A reader sent the following email:

Good evening, sir!   I’ve been enjoying your blog and have a rather random question that I’d love to hear you weigh in on.  I recently took a self-scoring IQ test from a book written by the late Victor Serebriakoff.   I am curious as to how accurate the scores are.  The publishing date was 1996 so I’m wondering how much this would distort the results.  A number of online reviewers claim the score they received on this test is identical to the score they received on their WAIS.  Would the scores necessarily be grossly inflated?  Or could they be relatively accurate?  The test consists of 300 questions with subtests for verbal, spatial, and numbers.  Just curious to hear your take on it.  Thanks for taking the trouble to read this meandering email!

I don’t have a copy of this test so all I can do is provide a meandering speculative reply:

Given Victor’s credentials as the head of Mensa, combined with the fact that the test had 300 questions of diverse type,  I would guess it’s a very valid measure of intelligence.

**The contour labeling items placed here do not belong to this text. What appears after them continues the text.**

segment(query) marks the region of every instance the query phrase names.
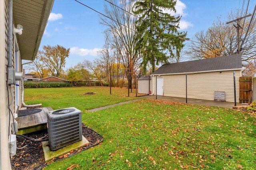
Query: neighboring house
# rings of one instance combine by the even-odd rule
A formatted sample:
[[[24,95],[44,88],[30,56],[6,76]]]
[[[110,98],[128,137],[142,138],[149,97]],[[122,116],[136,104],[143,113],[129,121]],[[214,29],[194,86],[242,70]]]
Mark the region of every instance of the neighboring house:
[[[68,82],[68,80],[66,80],[62,79],[61,78],[56,77],[53,76],[49,76],[49,77],[46,77],[45,78],[41,78],[38,80],[38,81],[49,81],[52,82]]]
[[[25,74],[24,68],[22,70],[22,74],[23,80],[24,81],[34,81],[40,79],[40,78],[34,78],[34,76],[35,75],[34,74]]]
[[[151,92],[151,76],[142,76],[138,80],[138,91],[139,93],[150,94]]]
[[[53,0],[0,0],[1,170],[11,169],[8,140],[16,139],[11,134],[15,133],[13,122],[22,106],[21,71],[26,64],[22,64],[22,60],[34,59],[53,4]],[[10,154],[15,152],[10,150]]]
[[[234,72],[239,102],[242,68],[240,55],[164,64],[151,75],[152,94],[185,98],[186,74],[188,98],[214,100],[215,93],[223,92],[226,101],[234,102]]]

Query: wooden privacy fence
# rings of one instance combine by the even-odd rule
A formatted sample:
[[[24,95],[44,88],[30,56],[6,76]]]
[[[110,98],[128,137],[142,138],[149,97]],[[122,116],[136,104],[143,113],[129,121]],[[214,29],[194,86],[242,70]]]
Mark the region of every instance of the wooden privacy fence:
[[[252,101],[252,77],[239,78],[239,103],[251,104]]]

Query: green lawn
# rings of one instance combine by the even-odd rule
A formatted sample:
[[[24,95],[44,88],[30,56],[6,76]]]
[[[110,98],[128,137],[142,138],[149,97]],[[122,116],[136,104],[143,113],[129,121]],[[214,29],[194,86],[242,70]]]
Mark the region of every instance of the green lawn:
[[[105,100],[111,98],[107,97],[108,89],[95,88],[93,92],[99,90],[106,96],[100,99],[100,95],[93,95],[90,100],[97,100],[98,105],[80,106],[84,102],[79,100],[86,97],[76,96],[92,90],[83,88],[80,92],[75,92],[80,88],[73,88],[73,92],[72,88],[48,89],[52,93],[61,92],[59,97],[47,93],[50,96],[48,99],[52,97],[57,101],[38,99],[38,94],[44,94],[40,92],[45,89],[36,89],[36,93],[31,94],[33,91],[26,89],[25,96],[27,99],[34,96],[37,99],[36,103],[41,101],[43,106],[54,109],[74,106],[87,109],[100,103],[116,102]],[[132,98],[116,95],[112,100],[117,98],[122,102]],[[69,100],[65,105],[64,101],[71,96],[77,99]],[[31,99],[29,102],[34,103]],[[104,141],[53,163],[45,170],[66,169],[73,164],[78,165],[76,169],[83,170],[256,169],[256,119],[247,113],[150,100],[93,113],[82,111],[83,123],[103,136]]]
[[[83,94],[90,92],[96,94]],[[26,88],[24,100],[28,105],[41,103],[42,107],[50,106],[53,109],[74,107],[82,111],[137,98],[135,93],[130,93],[131,97],[126,97],[126,88],[112,88],[110,94],[108,87]]]

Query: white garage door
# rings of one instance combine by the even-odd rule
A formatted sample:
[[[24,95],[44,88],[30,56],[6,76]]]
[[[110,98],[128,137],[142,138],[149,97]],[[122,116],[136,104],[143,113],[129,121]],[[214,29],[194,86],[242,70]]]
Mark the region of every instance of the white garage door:
[[[163,77],[158,77],[156,80],[156,94],[163,96],[164,95],[164,78]]]

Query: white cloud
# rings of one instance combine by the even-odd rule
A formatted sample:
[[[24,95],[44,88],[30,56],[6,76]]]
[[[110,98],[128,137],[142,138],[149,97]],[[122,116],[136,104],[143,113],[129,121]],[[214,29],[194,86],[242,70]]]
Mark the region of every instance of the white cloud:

But whether the scores are inflated is hard to say.  I’ve seen several self-scoring IQ books in my life and none of them have ever explained how they converted the raw scores into IQs.  And in some cases, they don’t even adjust for age, treating all adults as a single age group.

If Victor had done a quality job norming the test, then I’d expect him to have discussed it in the book.  If he didn’t, then he may have just used a convenience sample (friends, acquaintances) and since he’s a high IQ man, his circle of acquaintances are likely above average.  If so, the test might actually underestimate your intelligence.

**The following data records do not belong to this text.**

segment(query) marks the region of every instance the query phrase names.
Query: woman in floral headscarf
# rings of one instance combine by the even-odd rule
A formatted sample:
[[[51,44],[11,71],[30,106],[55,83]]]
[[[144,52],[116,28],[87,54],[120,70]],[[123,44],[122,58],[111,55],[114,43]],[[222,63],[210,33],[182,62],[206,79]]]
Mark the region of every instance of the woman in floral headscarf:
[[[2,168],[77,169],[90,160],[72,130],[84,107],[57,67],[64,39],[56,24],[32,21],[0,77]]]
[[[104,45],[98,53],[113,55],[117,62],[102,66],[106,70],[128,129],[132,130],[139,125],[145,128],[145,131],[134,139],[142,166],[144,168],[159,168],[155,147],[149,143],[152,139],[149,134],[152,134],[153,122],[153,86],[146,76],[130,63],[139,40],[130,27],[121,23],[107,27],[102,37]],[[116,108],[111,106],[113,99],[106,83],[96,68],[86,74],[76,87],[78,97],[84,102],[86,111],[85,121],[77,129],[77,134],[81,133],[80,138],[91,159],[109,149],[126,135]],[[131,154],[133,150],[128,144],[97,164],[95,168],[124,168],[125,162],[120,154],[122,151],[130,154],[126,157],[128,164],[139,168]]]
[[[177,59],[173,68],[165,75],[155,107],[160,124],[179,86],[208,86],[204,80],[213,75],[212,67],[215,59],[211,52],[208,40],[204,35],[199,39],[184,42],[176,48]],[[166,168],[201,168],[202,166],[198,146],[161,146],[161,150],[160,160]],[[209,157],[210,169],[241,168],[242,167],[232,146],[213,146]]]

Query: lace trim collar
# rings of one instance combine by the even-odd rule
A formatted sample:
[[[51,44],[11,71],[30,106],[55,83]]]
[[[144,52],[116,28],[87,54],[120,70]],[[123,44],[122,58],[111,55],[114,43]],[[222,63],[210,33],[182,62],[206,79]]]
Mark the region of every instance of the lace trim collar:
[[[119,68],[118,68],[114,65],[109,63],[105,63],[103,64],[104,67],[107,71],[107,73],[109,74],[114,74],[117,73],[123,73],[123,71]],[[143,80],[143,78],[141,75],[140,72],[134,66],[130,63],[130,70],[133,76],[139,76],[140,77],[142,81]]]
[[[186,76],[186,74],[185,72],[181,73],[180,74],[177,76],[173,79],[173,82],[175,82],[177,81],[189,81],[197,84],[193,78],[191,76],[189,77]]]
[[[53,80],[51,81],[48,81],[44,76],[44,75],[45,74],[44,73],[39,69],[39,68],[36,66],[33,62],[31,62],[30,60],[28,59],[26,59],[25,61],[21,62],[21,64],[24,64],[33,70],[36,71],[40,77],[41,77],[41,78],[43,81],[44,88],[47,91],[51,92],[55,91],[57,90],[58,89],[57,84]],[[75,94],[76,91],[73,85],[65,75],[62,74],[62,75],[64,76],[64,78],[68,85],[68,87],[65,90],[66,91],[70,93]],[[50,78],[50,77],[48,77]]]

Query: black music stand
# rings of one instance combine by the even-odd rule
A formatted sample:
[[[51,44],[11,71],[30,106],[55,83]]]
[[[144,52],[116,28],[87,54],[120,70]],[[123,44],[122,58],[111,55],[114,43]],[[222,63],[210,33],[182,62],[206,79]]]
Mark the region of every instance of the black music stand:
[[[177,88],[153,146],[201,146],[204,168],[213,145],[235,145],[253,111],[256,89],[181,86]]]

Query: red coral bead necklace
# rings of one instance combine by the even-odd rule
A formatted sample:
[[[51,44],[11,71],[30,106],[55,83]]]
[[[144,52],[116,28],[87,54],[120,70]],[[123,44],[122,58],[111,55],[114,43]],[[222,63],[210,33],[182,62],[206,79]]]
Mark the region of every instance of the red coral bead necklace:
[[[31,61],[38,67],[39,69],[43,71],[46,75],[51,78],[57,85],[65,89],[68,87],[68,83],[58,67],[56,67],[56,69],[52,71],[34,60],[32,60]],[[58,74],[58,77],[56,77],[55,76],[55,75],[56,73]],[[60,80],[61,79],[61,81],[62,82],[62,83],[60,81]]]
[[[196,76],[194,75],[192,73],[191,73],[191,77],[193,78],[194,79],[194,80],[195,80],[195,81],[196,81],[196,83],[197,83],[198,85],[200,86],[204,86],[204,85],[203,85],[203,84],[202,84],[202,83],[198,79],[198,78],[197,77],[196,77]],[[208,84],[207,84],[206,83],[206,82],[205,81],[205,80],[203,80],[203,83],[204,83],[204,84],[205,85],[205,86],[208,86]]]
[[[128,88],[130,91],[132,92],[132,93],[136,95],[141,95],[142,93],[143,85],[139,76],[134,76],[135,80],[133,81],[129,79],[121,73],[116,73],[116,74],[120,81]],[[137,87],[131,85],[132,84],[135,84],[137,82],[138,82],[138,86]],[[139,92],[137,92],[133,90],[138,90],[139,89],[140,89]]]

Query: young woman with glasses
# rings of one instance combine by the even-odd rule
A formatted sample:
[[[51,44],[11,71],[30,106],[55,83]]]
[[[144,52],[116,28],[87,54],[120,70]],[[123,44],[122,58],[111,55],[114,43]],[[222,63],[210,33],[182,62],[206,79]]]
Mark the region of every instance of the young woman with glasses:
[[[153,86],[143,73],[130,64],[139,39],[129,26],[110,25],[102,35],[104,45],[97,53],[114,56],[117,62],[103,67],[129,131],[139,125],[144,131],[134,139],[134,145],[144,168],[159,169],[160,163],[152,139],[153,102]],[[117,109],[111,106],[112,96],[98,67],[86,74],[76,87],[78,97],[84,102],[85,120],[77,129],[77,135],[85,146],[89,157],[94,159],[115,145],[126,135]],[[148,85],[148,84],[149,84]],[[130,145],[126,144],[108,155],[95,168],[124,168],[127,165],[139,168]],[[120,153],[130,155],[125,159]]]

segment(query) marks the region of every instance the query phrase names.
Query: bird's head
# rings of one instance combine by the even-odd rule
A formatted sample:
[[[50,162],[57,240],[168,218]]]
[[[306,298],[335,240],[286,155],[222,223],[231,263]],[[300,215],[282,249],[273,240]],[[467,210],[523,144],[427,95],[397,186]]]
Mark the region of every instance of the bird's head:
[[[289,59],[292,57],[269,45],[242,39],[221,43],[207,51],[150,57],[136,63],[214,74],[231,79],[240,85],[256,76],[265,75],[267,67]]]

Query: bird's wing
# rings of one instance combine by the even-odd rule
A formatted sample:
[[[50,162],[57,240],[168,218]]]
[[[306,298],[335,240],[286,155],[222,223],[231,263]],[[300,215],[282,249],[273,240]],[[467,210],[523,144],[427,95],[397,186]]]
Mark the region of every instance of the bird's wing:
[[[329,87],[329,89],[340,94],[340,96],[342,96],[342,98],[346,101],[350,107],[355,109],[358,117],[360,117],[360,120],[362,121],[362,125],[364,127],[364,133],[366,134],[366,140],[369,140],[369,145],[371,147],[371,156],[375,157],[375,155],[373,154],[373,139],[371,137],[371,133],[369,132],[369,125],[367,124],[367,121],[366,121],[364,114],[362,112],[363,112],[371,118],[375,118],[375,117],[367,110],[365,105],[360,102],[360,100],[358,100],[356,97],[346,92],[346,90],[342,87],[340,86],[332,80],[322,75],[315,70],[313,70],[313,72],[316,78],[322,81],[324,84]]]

On the other hand,  the test is over 20 years old, so the Flynn effect might have caused your score to become inflated by as much as 6 points.  Although, when tests are normed on the entire country (instead of just the white population) demographic changes can negate or even reverse the Flynn effect.

I also wonder how this test arrived at overall IQ scores since you say it measured several cognitive domains.  If it merely averaged your scores on all three domains, it may have underestimated your overall IQ,  since for example only 5% of the population maybe smart enough to average in the top 10% across three different abilities, so such people are perhaps in the top 5% (IQ 125+) even though they average in the top 10% (IQ 120+).

A reader sent the following questions by email:

Also, what other traits determine the variation in academic achievement. Achievement and IQ only have a .5 correlation.

Just a hypothetical- what if you come across a vocab word or an information subtest fact a couple days after the test?…

Depends what you mean by academic achievement.  If you mean scores on an academic achievement test (which measures your total academic knowledge), the correlation is much higher than 0.5 in the general U.S. population.

If you mean the correlation between IQ and academic success (i.e. school grades, highest level of schooling) then it’s about 0.57 in the general U.S. population,  although it used to be 0.7.

The other major trait that predicts academic success is conscientiousness.

Beyond those two major traits are probably a a whole bunch of minor traits, which on their their own explain very little, but collectively explain quite a bit.  These might be things like physical heath, conformity, how much your teachers like you, how much you like school, whether you’re a night person or a day person (as commenter Mug of Pee once mentioned) etc.

It’s also worth noting that verbal IQ better predicts academic success than performance IQ, even holding general intelligence constant.

Of course the term “predict” might be a bit of a misnomer.  Correlation != causation.  There’s evidence that staying in school longer might raise IQ (though it’s unclear if it’s actually raising intelligence itself)

As for your second question, what you know outside the testing room is irrelevant.  As David Wechsler noted, the tests are designed to measure your intelligence under a fixed set of standardized conditions.  Once you leave that controlled environment, you’ve left the test.

A reader sent the following question by email:

Pumpkin, do most people on processing speed tests go as fast as they possibly can?

Yes, I think they do.  Although the term processing speed is a bit of a misnomer.  These subtests have among the weakest correlation with chronometric ability.  Ironically, it’s the untimed power tests that often enjoy the highest correlation with chronometric ability.  People in the field are very familiar with the slow looking nerd who is brilliant at solving really deep problems.  Such individuals do relatively poorly on tests of psychometric speed, but extremely well on tests of chronometric speed.

Psychometric speed tests are poor tests of general intelligence, but they seem good for measuring the intelligence of otherwise smart people who just can’t adapt.

I’ve had a couple friends who did well on most g loaded tests, yet I did not consider these friends smart because they couldn’t adapt  situations to their advantage in real life.  Both of these friends did extremely poorly on the processing speed subtest of the WISC-R.